Now, living back in London I see a very different, bitterly divided country. One where manufacturing companies are being told to stop spreading fear by Tory MPs. One where a car plant is planning to stop production for a month after Brexit, like we were back in the 1970s. One where a Tory cabinet minister has had a war of words with one of Britain’s most successful retailers, telling it to stop blaming Brexit for its profits being wiped out.

We have schools that are desperately short of money and having to ask parents to put their hands in their pockets to stay afloat. We have a prison system in crisis, with staff going on strike due to terrible conditions. We have more than 100,000 vacancies in the NHS.

Our society has become less tolerant. Boris Johnson is able to stoke up hate against Muslims, egged on by his own editors and his own ecclesiastical supporters like Jacob Rees-Mogg and Zac Goldsmith. Pro-EU Tory MPs are treated as traitors by their own MPs and the tabloid-supporting press, resulting in some getting death threats – this, even after the death of Jo Cox. Meanwhile, the Labour Party has become a cesspit of hate towards Jewish people with some Labour MPs needing personal protection to go to their own party conference.

I want my country back, too. Back to the open, tolerant, economically prosperous one of a few years ago.

But it can happen only if moderates like you leave your parties. You don’t need to be politically homeless. The things you want are what the Lib Dems want. Come and join us before it’s too late.

Chris Key
Address supplied

There are worse things than no deal

The EU needs to take a step back to stop nationalism spreading across the continent.

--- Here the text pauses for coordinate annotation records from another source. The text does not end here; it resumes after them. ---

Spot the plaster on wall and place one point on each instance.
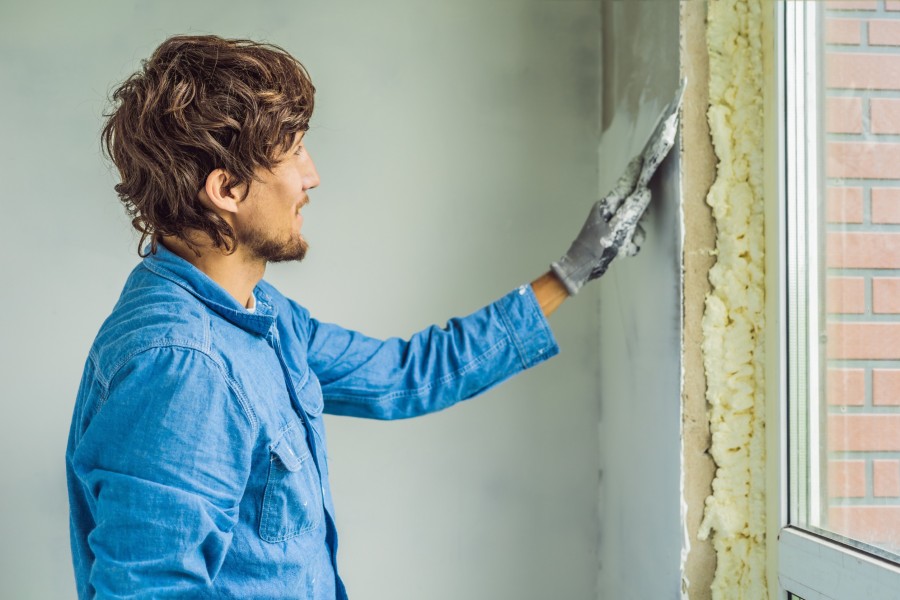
(640, 320)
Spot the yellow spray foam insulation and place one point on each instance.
(733, 322)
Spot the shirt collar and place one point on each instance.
(169, 265)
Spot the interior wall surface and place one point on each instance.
(457, 147)
(641, 531)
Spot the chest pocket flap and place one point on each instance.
(292, 503)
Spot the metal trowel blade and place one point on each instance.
(662, 139)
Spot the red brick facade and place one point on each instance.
(861, 46)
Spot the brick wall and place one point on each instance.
(862, 260)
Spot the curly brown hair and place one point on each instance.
(200, 103)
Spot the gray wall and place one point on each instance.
(457, 145)
(640, 321)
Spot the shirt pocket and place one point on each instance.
(292, 502)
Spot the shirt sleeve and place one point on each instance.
(165, 462)
(435, 368)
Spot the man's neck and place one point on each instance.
(235, 272)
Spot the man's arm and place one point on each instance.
(550, 292)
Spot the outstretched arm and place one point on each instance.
(549, 291)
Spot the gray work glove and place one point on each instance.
(611, 230)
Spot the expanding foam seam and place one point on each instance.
(734, 320)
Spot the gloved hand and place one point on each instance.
(610, 230)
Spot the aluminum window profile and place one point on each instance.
(810, 565)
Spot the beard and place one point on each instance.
(268, 249)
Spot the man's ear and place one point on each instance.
(215, 194)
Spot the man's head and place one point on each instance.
(202, 120)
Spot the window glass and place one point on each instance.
(855, 427)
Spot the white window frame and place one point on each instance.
(809, 565)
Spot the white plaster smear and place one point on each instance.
(733, 323)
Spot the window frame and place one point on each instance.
(809, 565)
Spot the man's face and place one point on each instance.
(267, 224)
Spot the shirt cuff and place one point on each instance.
(527, 326)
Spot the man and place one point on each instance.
(196, 458)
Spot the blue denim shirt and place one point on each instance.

Brexit revolves around the question: who rules Britain? Whenever this question has been dealt with in the past, the consequences have been seismic. Henry VIII broke from Catholic Europe with no deal; Cromwell, in settling the question of who rules – king or parliament – executed the king with no deal; and now the same question arises again and the same no deal is looming.

However, the question is now pan-European. You don’t have to scratch the surface of Europe very deeply to find widespread resentment at how the EU is seen to be interfering in what are considered to be national matters. The resentment is morphing into a nasty, threatening, kind of nationalism in Poland, Hungary, Italy, Germany, Sweden, Denmark, France, and the UK among others. The EU ignores this threat at its peril and an explosion of nationalism could be its only legacy.

To avoid such a catastrophe the EU needs to back off from its vision of a European state, dismantle its legislature and revert to a cooperative commonwealth of Europe based on free trade and mutual agreements.

LJ Atterbury
Pila, Poland

A united Ireland is inevitable

The Northern Ireland unionist community voted by a large margin to Leave (66 per cent). The main unionist party, the DUP, campaigned to leave. The decision to leave gives the UK and EU an exceptionally difficult problem of dealing with the Irish border to solve at the expense of the main issues associated with leaving. A logical solution and outcome of the decision to leave is a unified Ireland. This logical outcome is something the unionist community voted for.

This assumes the nationalist community, which voted by a massive margin to remain, would like to see a united Ireland. However, the main nationalist party in Northern Ireland, Sinn Fein have a united Ireland as their core objective.

Even without a border poll, there is a clear mandate for a united Ireland. Without this, England, Wales and Scotland, 97.2 per cent of the total UK population, use all our negotiating power dealing with the border issue for 2.8 per cent of UK population in Northern Ireland, who have already effectively voted for a united Ireland, which takes the problem away.